Trip to Harper's Ferry.

The wife and I drove to Harper's Ferry, West Virginia yesterday, home to John Brown's famous raid. We've always liked going there, and we even thought about getting married in the church on the hill for a while -- when we were still considering getting married anywhere near a church. To me, Harper's Ferry has its own magic, much like Salem, Massachusetts always has. Those are two cities that I have always wanted to live in, at least a little. Last time I was at Harper's Ferry, it was the day after Thanksgiving 2002. It was bitterly cold, and we hiked all of the way up Maryland Heights, the mountain across the river from the town. We ate lunch on a cliff, and I decided then that I hoped I would end up in a PhD program away from a city. But all of the PhD mess was up in the air -- everything was just a mess. Even with the recent wrecking of our car and the harrowing hunt for a new one, I think my life has come together much more now. I don't live in or even around a city (unless you consider Carbondale a city, which, living my whole life in real cities, I do not). The PhD thing is taken care of. I'm married and happy. That said, I do miss the city -- bookstores and Ikea and Dunkin' Doughnuts coffee and just seeing different people around. In Carbondale, I usually feel like a serious hipster. But in Baltimore, I feel pretty square. Not that being square is bad.

Raining in Baltimore.

The Counting Crows song of that title used to make me incredibly sad when I lived in Baltimore and my girlfriend [now wife] lived in Massachusetts. The song begins with "The circus is falling down on its knees/ The bigtop is crumbling down..." There is an old adage in Baltimore which states that it always rains when the circus is in town.

June 03, 2004

Ikea, here I come.

Going to Ikea today. We don't have them anywhere near Southern Illinois. Yes, I am a big sissy-man who likes housewares and such. It could be worse. I could wreck people's cars with my SUV's unnecessary brush-bar. My affinity for hoarding French presses and coffee cups doesn't really hurt anyone:).

June 01, 2004

Why I no longer own a Ford.

I have never owned anything but Fords. At the time of the Focus wreck of 2004, the immediate family at my parents' house owned five red Fords. With the total lack of injury from the accident wherein an SUV wrecked our 2003 Focus, the decision to get another Focus was easy.

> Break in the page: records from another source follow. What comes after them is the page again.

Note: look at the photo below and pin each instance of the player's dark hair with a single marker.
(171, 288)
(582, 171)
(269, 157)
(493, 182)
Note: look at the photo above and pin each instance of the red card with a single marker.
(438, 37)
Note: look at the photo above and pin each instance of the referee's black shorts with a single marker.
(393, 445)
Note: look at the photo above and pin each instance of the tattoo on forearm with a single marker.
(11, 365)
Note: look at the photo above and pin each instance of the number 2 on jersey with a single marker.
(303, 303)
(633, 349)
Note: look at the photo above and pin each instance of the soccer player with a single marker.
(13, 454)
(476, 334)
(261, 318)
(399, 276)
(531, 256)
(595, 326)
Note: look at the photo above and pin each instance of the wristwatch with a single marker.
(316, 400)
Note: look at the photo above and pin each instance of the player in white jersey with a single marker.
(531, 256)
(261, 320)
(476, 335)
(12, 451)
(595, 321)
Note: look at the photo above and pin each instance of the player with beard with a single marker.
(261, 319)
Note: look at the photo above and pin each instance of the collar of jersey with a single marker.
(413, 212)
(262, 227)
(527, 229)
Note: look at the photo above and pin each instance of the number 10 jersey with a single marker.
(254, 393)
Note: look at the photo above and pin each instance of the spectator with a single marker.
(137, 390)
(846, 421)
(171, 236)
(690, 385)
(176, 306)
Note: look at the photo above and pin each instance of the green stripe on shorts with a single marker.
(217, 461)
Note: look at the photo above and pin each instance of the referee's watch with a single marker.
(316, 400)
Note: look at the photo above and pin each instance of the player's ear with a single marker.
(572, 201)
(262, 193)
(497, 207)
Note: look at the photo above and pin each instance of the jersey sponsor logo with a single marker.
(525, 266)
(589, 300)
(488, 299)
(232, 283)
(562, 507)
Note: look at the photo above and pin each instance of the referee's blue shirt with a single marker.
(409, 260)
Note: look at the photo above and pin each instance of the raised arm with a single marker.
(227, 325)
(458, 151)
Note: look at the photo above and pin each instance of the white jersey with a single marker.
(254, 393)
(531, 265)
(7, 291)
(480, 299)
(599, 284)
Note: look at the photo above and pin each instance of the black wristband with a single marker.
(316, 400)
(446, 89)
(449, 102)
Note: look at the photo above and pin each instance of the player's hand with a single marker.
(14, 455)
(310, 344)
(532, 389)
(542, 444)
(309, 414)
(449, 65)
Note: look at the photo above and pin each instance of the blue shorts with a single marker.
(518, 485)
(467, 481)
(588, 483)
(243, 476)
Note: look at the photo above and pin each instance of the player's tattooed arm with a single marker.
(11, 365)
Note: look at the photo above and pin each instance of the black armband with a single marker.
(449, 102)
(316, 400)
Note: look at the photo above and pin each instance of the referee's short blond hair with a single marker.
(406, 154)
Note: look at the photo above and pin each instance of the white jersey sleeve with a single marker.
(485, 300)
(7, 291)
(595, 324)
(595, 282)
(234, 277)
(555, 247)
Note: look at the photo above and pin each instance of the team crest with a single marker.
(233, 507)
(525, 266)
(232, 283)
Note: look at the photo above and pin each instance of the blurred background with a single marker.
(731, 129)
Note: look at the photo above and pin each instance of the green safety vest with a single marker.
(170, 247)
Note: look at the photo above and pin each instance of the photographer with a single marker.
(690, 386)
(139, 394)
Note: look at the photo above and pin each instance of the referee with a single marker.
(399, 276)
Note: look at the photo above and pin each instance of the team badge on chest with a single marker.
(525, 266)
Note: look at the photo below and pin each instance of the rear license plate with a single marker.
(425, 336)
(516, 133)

But Ford messed around with their dealerships, and no one has the 2005 Foci (!) they were promised. The black one we ordered was never going to come in time for the return to Illinois. And Ford was no longer making the 170 horse power SVT Focus, since they were replacing it with the Focus ST, a sedan with only 150 horse power and none of the coolness of the SVT. So my friend showed me how to drive a stick shift with his 1979 Honda Civic (a very cool car), and we test-drove the all-powerful SVT. Well, the wife -- who has no driver's license, mind you -- hated it. We had a huge fight. And that was that. It was either get a 2004 Focus with no ABS or anything else we wanted just to get a damned automatic transmission -- or get a different car. Enter the 2004 Mazda 3 s-series hatchback. I've had a jones to drive that mean-looking car since I first saw one. We took one out, and we loved it and bought it. Simple as that. And it has so many space-aged safety features (including three I'd never heard of) that our insurance went down a lot -- which is good, since the car was a hell of a lot more expensive than a Focus. We're happy. It's faster than any Focus made now, and we really didn't want a 2004, since it was the same car we had and would only make us sad to drive it -- reminding us of the wreck and all that. It has one of those auto-manual transmissions, a moonroof, 6-disc CD player, power everything, 17 inch racing wheels with performance tires, and a level of coolness that the cutesie Focus never quite achieved (excluding, of couse, the SVT). It's silver, with a black interior that has red trim. Being a foreign car doesn't bother me at all, but I'm still feeling weird that the logo on the grill is not that blue Ford oval. I keep promising pictures, and there will be some soon.